Grammar and Test Debugging

  • AbortOnSyntaxError - aborts the test immediately when an SQL syntax error is encountered. This is useful for debugging and cleaning up grammars one-error-at-a-time, rather than seeing dozens of instances of the same error scroll in the output. Note that syntactically valid, but otherwise wrong queries are not covered.
  • MarkErrorLog - locates the server's error log file and writes (appends) each query string to it. To be used for valgrind testing (default validator if --valgrind option is used). This way there is a good chance of finding the query triggering a valgrind warning (or error) by reading the error log after the test. Usually the offending query is printed directly after the valgrind warning, if any. Note that all queries are written to the log, not just those related to valgrind warnings.
  • ExplainMatch - aborts the test when the EXPLAIN of a generated SELECT query matches a regular expression (currently hard-coded within lib/GenTest/Validator/ExplainMatch.pm). This is useful in cases where you are fishing for individual queries that implement a particular rare query optimization. The Validator also provides a complete mysqltest test case that runs the matched query.

Validator API

Each Validator is a module residing in lib/GenTest/Validator , having the following header:

 require Exporter;
 @ISA = qw(GenTest::Validator GenTest);
 
 use strict;
 use GenTest::Constants;
 use GenTest::Result;
 use GenTest::Validator;
 use GenTest::Executor;

and implementing the validate() method:

   if ($results->[0]->query() ~= m{i_like_this_query}sio ) {
     return STATUS_OK;
   } else {
     return STATUS_DATABASE_CORRUPTION;
   }
 }

$validator is a reference to self, $executors is a reference to an array of Executor objects, one per server, and $results is a reference to an array of Result, containing all information about the query being validated and its result set, as returned by each server.

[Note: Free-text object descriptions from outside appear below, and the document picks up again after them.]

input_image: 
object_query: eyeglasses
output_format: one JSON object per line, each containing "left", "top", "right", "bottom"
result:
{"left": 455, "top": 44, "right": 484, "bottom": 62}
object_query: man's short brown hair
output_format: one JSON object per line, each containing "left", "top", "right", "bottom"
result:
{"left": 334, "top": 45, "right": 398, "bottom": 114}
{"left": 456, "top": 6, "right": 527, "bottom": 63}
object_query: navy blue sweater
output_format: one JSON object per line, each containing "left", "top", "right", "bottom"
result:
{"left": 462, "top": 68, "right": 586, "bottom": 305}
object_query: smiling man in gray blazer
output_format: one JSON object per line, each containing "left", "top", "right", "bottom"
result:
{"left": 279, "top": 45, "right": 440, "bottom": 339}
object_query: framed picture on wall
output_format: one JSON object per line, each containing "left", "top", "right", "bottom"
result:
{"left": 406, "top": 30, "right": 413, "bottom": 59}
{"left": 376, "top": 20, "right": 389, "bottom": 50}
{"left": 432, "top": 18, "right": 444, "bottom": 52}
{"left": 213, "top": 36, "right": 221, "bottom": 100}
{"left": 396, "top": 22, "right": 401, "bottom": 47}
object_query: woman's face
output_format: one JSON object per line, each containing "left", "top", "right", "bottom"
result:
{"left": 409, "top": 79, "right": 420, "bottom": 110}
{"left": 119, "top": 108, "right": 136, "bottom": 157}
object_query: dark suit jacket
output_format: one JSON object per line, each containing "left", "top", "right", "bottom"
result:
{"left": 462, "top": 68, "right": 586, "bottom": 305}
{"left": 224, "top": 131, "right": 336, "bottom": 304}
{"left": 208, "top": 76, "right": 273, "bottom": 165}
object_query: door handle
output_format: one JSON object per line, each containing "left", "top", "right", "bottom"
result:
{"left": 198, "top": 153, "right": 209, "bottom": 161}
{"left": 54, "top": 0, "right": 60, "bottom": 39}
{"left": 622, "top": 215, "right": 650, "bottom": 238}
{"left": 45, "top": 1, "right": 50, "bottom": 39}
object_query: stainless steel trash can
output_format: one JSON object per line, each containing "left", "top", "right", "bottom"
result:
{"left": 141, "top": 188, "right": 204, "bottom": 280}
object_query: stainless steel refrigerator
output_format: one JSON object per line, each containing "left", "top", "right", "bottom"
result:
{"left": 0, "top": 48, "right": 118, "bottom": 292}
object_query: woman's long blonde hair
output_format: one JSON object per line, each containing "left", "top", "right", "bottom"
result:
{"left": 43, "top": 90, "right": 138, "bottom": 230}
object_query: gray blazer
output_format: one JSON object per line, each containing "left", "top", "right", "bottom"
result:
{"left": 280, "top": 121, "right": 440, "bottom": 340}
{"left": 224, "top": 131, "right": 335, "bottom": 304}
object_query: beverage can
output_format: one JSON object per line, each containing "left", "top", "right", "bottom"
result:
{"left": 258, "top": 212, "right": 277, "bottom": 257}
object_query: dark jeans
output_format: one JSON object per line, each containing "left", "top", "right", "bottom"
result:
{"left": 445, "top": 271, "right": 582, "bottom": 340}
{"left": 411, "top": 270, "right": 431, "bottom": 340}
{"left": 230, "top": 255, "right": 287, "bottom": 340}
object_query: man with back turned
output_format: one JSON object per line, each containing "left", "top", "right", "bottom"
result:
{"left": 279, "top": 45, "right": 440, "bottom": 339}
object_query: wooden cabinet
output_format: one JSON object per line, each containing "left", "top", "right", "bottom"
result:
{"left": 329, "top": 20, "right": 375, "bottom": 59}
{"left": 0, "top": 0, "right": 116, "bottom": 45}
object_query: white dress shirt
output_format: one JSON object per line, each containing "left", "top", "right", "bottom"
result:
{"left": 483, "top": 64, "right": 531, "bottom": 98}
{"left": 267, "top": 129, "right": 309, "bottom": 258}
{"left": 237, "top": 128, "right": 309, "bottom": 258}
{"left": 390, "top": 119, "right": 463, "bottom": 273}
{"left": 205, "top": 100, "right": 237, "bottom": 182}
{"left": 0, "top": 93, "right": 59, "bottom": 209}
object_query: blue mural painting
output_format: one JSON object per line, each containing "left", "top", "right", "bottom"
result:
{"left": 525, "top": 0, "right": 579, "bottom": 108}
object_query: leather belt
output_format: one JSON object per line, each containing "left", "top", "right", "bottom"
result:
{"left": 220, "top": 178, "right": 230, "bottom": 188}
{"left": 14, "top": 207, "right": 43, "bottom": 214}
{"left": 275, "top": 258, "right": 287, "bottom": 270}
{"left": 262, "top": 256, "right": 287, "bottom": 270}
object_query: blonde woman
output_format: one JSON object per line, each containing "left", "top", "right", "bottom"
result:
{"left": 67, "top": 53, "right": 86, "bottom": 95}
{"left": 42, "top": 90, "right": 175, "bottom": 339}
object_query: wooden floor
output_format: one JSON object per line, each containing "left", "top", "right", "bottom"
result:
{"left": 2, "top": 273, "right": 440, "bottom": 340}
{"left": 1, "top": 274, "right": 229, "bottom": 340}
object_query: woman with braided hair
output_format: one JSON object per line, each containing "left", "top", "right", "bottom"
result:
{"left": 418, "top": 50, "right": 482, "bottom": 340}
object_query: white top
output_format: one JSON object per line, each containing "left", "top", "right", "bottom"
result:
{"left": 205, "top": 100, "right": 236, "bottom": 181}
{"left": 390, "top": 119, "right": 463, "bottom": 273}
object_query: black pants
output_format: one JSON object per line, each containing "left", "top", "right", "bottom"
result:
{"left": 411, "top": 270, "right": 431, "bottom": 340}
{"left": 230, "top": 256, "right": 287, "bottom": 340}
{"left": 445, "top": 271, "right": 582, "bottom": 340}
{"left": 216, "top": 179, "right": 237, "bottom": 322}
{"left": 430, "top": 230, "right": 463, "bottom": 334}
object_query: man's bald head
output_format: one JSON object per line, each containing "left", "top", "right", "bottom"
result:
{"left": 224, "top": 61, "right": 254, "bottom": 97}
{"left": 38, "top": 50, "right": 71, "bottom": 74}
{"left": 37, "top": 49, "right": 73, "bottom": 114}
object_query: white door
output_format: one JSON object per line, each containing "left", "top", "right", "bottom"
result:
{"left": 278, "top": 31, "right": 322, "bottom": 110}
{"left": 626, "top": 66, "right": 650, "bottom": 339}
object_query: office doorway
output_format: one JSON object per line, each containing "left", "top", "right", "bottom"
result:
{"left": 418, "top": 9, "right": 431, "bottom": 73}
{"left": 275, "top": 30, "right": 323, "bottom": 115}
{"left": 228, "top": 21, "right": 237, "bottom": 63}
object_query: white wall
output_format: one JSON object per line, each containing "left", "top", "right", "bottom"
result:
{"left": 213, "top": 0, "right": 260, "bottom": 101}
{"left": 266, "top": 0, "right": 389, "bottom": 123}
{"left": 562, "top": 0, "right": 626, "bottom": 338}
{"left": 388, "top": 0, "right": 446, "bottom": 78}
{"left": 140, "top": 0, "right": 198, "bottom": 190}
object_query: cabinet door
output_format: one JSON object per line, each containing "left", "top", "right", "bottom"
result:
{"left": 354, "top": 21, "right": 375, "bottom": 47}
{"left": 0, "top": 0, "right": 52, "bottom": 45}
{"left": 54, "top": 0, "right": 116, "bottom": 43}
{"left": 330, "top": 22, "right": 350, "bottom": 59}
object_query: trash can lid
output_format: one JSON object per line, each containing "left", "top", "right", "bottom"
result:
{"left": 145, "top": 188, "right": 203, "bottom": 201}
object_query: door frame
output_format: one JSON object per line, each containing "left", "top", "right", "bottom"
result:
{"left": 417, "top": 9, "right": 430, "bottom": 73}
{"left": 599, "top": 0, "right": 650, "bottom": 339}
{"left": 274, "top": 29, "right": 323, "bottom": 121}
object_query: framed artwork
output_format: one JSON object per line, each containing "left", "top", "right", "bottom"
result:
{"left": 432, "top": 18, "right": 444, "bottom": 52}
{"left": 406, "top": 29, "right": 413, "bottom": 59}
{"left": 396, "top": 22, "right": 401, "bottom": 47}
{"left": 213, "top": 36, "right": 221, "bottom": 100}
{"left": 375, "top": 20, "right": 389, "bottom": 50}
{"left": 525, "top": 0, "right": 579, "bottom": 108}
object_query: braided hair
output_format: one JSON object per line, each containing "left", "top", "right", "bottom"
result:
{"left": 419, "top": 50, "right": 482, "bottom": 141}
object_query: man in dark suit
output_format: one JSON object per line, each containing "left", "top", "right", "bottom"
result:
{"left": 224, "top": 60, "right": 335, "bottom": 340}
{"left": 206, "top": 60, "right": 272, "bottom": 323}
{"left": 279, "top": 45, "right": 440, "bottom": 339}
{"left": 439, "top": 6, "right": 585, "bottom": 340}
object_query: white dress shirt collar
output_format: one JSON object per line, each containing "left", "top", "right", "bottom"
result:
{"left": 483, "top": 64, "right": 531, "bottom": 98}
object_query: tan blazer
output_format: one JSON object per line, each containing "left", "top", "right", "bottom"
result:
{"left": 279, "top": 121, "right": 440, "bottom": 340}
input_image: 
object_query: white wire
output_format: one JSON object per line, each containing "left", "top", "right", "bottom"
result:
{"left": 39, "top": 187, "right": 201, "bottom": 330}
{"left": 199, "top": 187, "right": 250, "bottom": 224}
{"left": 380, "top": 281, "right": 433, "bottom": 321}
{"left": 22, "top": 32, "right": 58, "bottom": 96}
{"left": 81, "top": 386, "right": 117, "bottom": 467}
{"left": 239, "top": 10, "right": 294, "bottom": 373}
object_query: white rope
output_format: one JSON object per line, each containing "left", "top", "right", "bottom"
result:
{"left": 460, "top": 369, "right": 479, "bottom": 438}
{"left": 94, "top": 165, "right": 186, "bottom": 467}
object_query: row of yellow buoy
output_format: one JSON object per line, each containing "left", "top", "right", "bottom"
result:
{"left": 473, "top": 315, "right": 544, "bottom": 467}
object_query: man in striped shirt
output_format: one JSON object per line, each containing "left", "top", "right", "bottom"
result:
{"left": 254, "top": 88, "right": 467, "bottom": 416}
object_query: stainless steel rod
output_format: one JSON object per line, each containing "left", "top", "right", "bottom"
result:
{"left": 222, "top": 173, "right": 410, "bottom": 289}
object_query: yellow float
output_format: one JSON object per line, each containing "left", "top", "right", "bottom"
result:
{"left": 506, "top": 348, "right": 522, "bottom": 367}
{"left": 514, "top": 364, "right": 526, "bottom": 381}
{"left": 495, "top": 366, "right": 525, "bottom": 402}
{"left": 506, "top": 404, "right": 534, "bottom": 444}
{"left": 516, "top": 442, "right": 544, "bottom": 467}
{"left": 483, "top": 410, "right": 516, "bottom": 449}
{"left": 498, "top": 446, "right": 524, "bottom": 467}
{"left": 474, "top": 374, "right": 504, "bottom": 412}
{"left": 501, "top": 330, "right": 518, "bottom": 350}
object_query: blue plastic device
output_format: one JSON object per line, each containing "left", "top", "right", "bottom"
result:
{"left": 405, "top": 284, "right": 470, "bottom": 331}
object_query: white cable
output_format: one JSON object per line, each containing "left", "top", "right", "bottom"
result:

The validate() method can return any of the STATUS_* constants listed in lib/GenTest/Constant.pm. STATUS_OK is used to report that the Validator is OK with the particular query (which is then passed to the next Validator), STATUS_WONT_HANDLE is used to report that the Validator is not interested in providing an opinion about this particular query, and STATUS_SKIP is used to signal that the query should not be processed further by any other Validator. You can also return STATUS_EOF to cause the test to terminate immediately without prejudice.

The rest of the error codes are either non-fatal and will allow the test to continue or fatal, aborting the test immediately. Use a non-fatal error code if it will be useful to continue the test and collect more test failures for examination, but where the consistency of the database has not been compromised and future test failures will not be caused by the initial failure. For example, if you are running queries against two servers and they report different error codes, that would be appropriately a fatal error, since the databases may have diverged, making further comparisons with more queries questionable.

Note that RQG objects, including Validators, are not classical Perl hashes. They are arrays, and the constructor is provided by lib/GenTest.pm.